Illustration. (Shutterstock / Boyloso)

C’est la victime elle-même qui est allée se confier aux policiers, malgré les violences et les menaces qu’elle subissait.

Le tribunal correctionnel de Pontoise (Val-d’Oise) a condamné un homme originaire du Nigeria pour proxénétisme et violences volontaires. Poursuivi pour avoir prostitué sa compagne contre son gré, il a écopé de deux ans de prison ferme et six mois avec sursis.

Le proxénète, Best E., pourrait avoir fait partie du gang « Aye », localisé dans la région d’Edo au Nigeria, spécialisé dans la traite des êtres humains et la prostitution forcée. Une accusation qu’il a niée.

La victime se rapproche à deux reprises de la police

La compagne de Best E., une jeune femme de 20 ans surnommée Aida, avait déjà confié ce qu’elle endurait aux policiers d’une brigade de répression du proxénétisme en 2018, relate Le Parisien. Elle était toutefois retournée vivre auprès de son compagnon, au Blanc-Mesnil (Seine-Saint-Denis).

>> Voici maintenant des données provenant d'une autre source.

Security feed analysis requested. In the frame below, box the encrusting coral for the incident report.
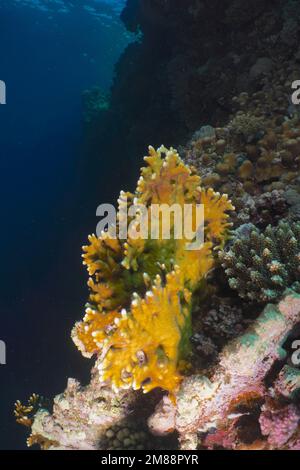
[72,147,234,392]
[220,221,300,302]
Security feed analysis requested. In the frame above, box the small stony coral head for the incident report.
[220,221,300,302]
[72,147,234,392]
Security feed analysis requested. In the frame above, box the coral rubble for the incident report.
[15,0,300,456]
[149,292,300,450]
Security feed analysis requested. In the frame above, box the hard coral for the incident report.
[220,221,300,302]
[72,147,233,392]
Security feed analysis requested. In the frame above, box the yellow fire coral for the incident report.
[72,147,234,392]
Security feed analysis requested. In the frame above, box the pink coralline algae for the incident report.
[149,293,300,450]
[259,403,300,448]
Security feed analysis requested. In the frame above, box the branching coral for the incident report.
[72,147,233,392]
[220,222,300,302]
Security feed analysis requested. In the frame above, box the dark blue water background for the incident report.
[0,0,129,449]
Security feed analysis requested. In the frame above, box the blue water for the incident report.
[0,0,130,449]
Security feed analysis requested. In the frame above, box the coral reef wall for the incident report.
[86,0,300,171]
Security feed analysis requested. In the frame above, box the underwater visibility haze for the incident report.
[0,0,300,455]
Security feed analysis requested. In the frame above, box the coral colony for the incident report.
[15,0,300,456]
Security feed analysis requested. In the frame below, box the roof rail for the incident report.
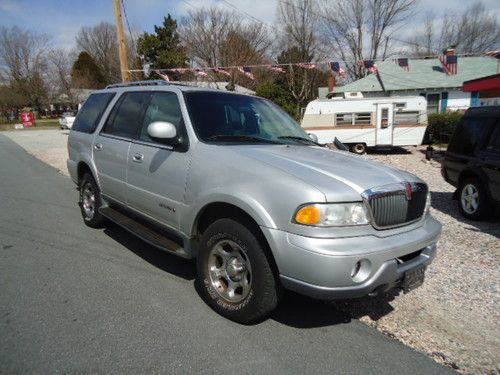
[106,79,170,89]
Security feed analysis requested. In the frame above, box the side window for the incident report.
[71,92,115,133]
[102,91,151,138]
[486,120,500,153]
[335,113,354,125]
[139,91,184,142]
[448,117,493,156]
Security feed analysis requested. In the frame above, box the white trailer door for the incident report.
[375,104,394,146]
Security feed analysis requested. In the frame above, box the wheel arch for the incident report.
[192,201,279,283]
[457,168,491,197]
[76,160,101,188]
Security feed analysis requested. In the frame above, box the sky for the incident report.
[0,0,500,50]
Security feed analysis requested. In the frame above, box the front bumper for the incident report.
[262,216,441,299]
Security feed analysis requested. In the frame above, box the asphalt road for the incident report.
[0,135,450,374]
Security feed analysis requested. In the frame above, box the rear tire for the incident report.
[349,143,366,155]
[457,177,493,220]
[78,173,107,228]
[197,219,281,323]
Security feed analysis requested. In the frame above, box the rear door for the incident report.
[127,91,190,228]
[93,91,151,204]
[481,120,500,202]
[375,103,394,146]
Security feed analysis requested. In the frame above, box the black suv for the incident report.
[441,106,500,220]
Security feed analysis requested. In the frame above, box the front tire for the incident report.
[78,173,107,228]
[197,219,281,323]
[458,178,492,220]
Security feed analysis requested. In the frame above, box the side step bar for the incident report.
[99,207,189,258]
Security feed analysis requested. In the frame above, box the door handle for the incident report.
[132,154,144,163]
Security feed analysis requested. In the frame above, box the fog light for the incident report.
[351,259,372,283]
[351,262,361,278]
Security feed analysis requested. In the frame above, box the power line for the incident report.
[126,54,484,73]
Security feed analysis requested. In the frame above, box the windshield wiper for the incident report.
[205,134,283,145]
[278,135,323,146]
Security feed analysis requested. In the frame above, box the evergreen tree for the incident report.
[71,51,106,89]
[137,14,188,76]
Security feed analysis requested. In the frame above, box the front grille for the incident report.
[363,183,427,228]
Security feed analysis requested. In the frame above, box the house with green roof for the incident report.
[327,56,500,113]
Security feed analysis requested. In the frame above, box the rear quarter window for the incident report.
[71,92,115,133]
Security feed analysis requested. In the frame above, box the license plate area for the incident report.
[401,266,425,293]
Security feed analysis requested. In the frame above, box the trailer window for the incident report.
[354,112,372,125]
[335,113,354,125]
[394,111,420,125]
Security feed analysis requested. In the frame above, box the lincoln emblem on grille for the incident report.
[405,182,413,201]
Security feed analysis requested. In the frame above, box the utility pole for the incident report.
[113,0,130,82]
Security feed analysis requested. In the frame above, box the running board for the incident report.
[99,207,189,258]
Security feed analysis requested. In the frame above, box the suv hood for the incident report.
[232,145,422,202]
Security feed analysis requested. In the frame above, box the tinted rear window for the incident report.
[448,117,495,156]
[102,91,152,138]
[71,92,115,133]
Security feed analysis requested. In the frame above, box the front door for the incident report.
[93,92,150,204]
[127,91,189,228]
[375,104,394,146]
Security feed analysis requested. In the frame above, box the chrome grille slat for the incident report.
[362,183,427,229]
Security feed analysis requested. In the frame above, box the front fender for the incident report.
[180,189,277,233]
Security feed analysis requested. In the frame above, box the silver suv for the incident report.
[68,82,441,323]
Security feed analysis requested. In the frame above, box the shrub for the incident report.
[427,111,463,137]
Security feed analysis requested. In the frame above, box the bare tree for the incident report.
[48,48,75,104]
[278,0,320,109]
[0,26,50,109]
[179,7,271,83]
[412,1,500,56]
[318,0,416,78]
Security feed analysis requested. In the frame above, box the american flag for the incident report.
[193,69,208,77]
[394,57,410,72]
[212,68,231,77]
[267,65,285,73]
[155,70,170,82]
[297,63,316,69]
[238,66,255,81]
[439,55,458,75]
[328,61,345,77]
[361,60,378,74]
[169,68,189,73]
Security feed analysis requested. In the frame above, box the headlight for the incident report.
[293,202,368,227]
[420,191,431,214]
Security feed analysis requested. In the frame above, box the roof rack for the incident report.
[106,79,170,89]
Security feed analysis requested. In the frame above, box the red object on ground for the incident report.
[21,112,35,127]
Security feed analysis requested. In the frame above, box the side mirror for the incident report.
[148,121,177,142]
[307,133,318,143]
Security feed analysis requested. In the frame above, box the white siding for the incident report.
[447,91,470,111]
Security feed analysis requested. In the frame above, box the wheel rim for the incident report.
[460,184,479,214]
[82,182,95,219]
[208,240,252,303]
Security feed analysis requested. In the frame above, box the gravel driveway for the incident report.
[333,147,500,374]
[3,130,500,374]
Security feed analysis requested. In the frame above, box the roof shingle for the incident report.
[333,56,498,94]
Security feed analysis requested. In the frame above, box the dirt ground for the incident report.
[2,130,500,374]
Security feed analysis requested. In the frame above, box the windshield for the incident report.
[180,91,315,145]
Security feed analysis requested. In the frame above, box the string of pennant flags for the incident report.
[134,54,464,81]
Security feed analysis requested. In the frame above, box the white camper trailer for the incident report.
[302,96,427,154]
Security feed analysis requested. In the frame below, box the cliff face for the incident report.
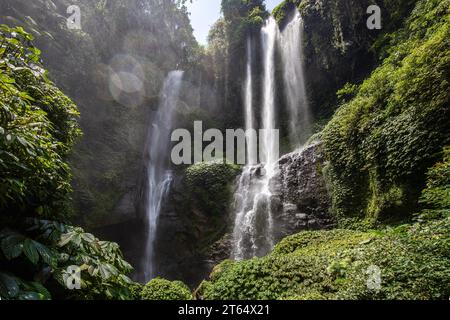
[272,0,417,120]
[272,143,333,240]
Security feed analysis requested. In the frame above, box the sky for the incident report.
[187,0,282,44]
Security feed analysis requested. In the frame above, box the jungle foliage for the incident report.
[0,25,132,300]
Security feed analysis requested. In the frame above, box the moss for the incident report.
[141,278,193,300]
[201,219,450,300]
[321,0,450,224]
[128,282,144,300]
[186,162,240,216]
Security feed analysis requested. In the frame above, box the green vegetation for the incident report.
[0,0,450,300]
[197,142,450,300]
[0,25,132,300]
[322,0,450,224]
[141,278,193,300]
[197,0,450,300]
[199,217,450,300]
[186,162,240,216]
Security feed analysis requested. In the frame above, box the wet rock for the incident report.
[271,142,333,239]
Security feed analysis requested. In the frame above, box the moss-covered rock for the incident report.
[186,162,240,215]
[141,278,193,300]
[322,0,450,223]
[197,218,450,300]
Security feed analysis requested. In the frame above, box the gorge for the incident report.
[0,0,450,300]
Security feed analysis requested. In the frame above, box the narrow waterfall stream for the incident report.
[280,10,311,147]
[232,12,311,260]
[142,71,183,282]
[232,17,279,260]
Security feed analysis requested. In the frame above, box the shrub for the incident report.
[141,278,193,300]
[321,0,450,222]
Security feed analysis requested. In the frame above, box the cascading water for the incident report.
[280,11,311,147]
[142,71,183,282]
[233,17,279,260]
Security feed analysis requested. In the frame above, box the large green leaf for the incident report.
[23,239,39,264]
[0,231,25,260]
[0,272,20,299]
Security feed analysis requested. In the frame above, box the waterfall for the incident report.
[280,10,311,147]
[232,17,279,260]
[142,71,183,282]
[244,38,258,165]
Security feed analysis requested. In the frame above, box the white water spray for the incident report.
[280,10,311,147]
[143,71,183,282]
[232,17,279,260]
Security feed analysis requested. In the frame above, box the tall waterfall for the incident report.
[142,71,183,282]
[244,38,258,165]
[232,17,279,260]
[280,10,311,147]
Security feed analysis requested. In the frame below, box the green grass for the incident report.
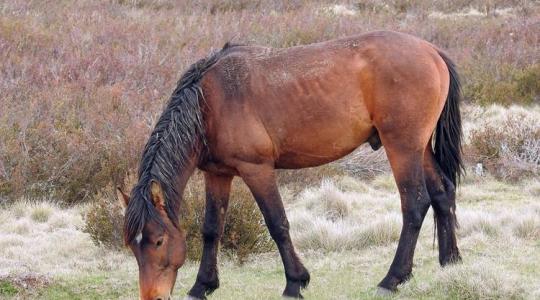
[0,280,19,297]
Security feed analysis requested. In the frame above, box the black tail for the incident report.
[434,51,464,186]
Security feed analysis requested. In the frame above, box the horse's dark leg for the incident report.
[189,172,233,299]
[424,149,461,266]
[379,143,430,292]
[238,164,309,298]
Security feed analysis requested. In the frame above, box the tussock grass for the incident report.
[0,177,540,299]
[30,206,52,223]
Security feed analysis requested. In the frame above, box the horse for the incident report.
[118,31,463,300]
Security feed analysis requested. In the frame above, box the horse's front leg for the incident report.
[189,172,233,299]
[238,164,309,298]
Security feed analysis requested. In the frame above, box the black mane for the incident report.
[124,43,238,243]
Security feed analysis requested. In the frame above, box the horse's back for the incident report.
[200,32,450,168]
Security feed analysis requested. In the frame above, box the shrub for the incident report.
[464,64,540,105]
[83,192,124,249]
[30,205,51,223]
[469,107,540,179]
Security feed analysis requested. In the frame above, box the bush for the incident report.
[464,64,540,105]
[469,107,540,179]
[83,172,274,263]
[83,188,124,249]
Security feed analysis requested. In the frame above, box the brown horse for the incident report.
[118,32,462,299]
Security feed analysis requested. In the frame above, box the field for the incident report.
[0,0,540,299]
[0,175,540,299]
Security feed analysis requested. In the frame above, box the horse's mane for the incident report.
[124,43,239,244]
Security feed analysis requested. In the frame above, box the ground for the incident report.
[0,175,540,299]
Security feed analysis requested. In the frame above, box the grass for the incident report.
[0,175,540,299]
[0,280,19,297]
[0,0,540,204]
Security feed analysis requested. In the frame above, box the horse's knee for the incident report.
[268,218,289,243]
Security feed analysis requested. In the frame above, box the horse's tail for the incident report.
[433,51,464,186]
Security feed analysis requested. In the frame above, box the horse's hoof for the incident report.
[375,286,394,297]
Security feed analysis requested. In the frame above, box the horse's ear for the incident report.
[150,180,165,208]
[116,186,129,209]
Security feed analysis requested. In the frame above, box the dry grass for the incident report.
[465,105,540,180]
[0,0,540,203]
[0,175,540,299]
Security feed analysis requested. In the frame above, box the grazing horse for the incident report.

De nouveau victime de violences, Aida s’était finalement réfugiée chez une amie à Cergy, en janvier 2019. Elle avait alors pris contact avec les enquêteurs de l’antenne de police judiciaire de Cergy, en leur expliquant qu’elle était contrainte à se prostituer depuis son arrivée en France en mai 2017.


15 jours d’ITT pour le retentissement psychologique subi

Aux policiers, la jeune femme a confié qu’elle enchaînait les clients au foyer ADEF de Pontoise pour 10 ou 20 euros la passe. Une somme dont elle reversait la majeure partie à son compagnon. Elle se prostituait sous la contrainte du lundi au samedi parfois le dimanche, et ne gagnait au final qu’une centaine d’euros par mois.

Selon elle, une dizaine d’autres filles se prostituaient là-bas. Examinée par un psychiatre, elle s’est vu délivrer 15 jours d’incapacité totale de travail (ITT) psychologique. Concernant les traces de violences physiques qu’elle portait sur son corps, un autre médecin de l’unité médico-judiciaire (UMJ) lui a délivré 2 jours d’ITT.

Séquestrée sans ses documents d’identité

Les enquêteurs ont recueilli le témoignage d’une amie d’Aida, qui a affirmé que cette dernière subissait des violences et des menaces de la part de son compagnon, qui l’enfermait parfois chez elle en lui retirant ses papiers.

Introuvable pendant un certain temps, le mis en cause a finalement été localisé par les enquêteurs de la police judiciaire grâce à un numéro de téléphone retrouvé dans une plainte déposée à Sarcelles, en décembre dernier.

Interpellé dans la rue

L’homme a été convoqué par les enquêteurs le 15 janvier dernier mais ne s’est pas présenté au rendez-vous. Entre-temps, il avait repris ses menaces : « Si tu ne me paies pas pour les frais que j’ai avancés pour te faire venir en France, je vous tue, toi et ton enfant », avait-il écrit dans un SMS envoyé à Aida, mère d’un nourrisson de 4 mois.

Bien décidés à retrouver le suspect, les enquêteurs ont placé les abords d’un restaurant sous surveillance. L’établissement avait été évoqué par la jeune femme comme étant un lieu de fréquentation habituelle de son proxénète. Il a été interpellé le 21 janvier, devant l’établissement, avant de faire l’objet d’une comparution immédiate à l’issue de sa garde à vue.

L’homme a nié les faits reprochés, concédant seulement avoir eu une relation de 2 ans avec Aida. Il a finalement été jugé coupable de proxénétisme et violences volontaires.